Chris Hoffman is a technology writer and all-around computer geek. He's as at home using the Linux terminal as he is digging into the Windows registry. Connect with him on Google+.

  • Published 10/15/12

Comments (18)

  1. Hitesh Chavda

    Nice Info. Thanks

  2. Collin

    Don’t forget .xxx :)

  3. John Stamos

    Yeah… you like that .xxx don’t ya Collin… let’s not forget about .xxx for Collin and his rosey palm and the five fingers!! Lol

  4. Sirmentio

    Lol Thats Interesting to have so many domains.

  5. Bernard

    Some of the newer tlds are very expensive so they may not be as popular as suggested.

  6. Jim

    There was a lot of debate at ICANN conferences about the new TLD’s.

    The new TLD’s will provide a lot of money for:
    1) domain registrars
    2) lawyers
    3) lawyers
    4) lawyers

  7. JonK

    So, how long before we see a .1337 ? :-P

  8. gesti

    just as an interesting info if anyone would like there own TLD then here are the two main requirements:
    1. “Any established public or private organization anywhere in the world can apply to create and operate a new generic Top-Level Domain (gTLD) registry. Applicants will need to demonstrate the operational, technical and financial capability to run a registry and comply with additional specific requirements.”
    2. “The evaluation fee is US$185,000. Applicants will be required to pay a US$5,000 deposit fee per requested application slot when registering.”
    Source: https://crm-gtld.icann.org/portal-icann/index.php?action=DetailView&module=KBDocuments&offset=1&id=ad5703ee-0e54-11e1-b379-001ec956ae79

  9. Ruja

    @Jim: Good one sir!

  10. Citrus Rain

    Submitted this comment a few hours ago, didn’t show up, tried again, said it was a duplicate. Since it’s still not there, I’ll try again.
    ———————

    They should have opened the application process to the public and allowed groups of people to vote on more of them.
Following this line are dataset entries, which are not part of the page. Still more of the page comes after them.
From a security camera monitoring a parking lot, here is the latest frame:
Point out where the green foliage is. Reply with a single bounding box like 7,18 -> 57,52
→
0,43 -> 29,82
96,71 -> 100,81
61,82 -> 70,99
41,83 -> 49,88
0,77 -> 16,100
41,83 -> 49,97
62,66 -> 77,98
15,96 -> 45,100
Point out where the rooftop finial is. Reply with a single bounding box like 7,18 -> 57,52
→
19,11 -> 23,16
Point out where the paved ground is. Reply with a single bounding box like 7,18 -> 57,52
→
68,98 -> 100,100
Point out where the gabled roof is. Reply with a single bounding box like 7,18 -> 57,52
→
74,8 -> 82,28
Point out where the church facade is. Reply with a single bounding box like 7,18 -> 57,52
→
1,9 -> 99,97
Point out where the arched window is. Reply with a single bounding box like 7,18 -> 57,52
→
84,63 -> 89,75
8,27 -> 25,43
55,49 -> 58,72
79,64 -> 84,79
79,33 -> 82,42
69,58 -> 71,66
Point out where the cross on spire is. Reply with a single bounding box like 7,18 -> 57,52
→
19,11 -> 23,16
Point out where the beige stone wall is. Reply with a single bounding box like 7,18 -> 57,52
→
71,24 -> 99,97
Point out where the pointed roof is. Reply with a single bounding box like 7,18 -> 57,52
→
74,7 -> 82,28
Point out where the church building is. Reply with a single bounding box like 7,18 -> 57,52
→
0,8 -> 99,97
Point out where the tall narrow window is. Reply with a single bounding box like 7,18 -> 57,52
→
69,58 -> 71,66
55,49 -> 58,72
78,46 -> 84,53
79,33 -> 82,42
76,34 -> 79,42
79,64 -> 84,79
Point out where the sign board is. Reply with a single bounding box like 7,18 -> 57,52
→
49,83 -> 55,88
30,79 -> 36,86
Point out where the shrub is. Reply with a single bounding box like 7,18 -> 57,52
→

    Imagine fandom based TLDs.

    .whovian
    .brony
    .deathstar
    .avatar

    etc…

  11. imanoldgoat

    Hey, ICANN. I can’t keep up with all these new dots. What’s next? ” I can.can”, for Parisian Night Spots? Baa!

  12. Shorah

    How does one get a TLD? Does anyone know about the price and process?

    Thanks,

    Shorah

  13. spike

    Price = a lot (several hundred thousand USD, according to one source I saw a bit back).

  14. Vivek

    There is even more to it..

    there are domains like .nz , .in, .au , .ca , etc

    These are country specific domains itself.
    For eg.
    .nz is for New Zealand
    .in is for India
    .au is for Australia
    .ca is for Canada

  15. SAud

    nIce onE

  16. nazish

    nice cognition.

  17. notch

    um what about .los
    . for losers
    THHEEEE

  18. Dilbert

    I wonder how long it will take for the cyber-squatters to grab all the easy to spell TLD names and put them on Ebay for a king’s ransom? If ICANN wanted to do something constructive they should require applicants for TLD’s to demonstrate they intend to use them to support their business or activity, not just sit on them and rip people off for something they should be able to access for $45 per year.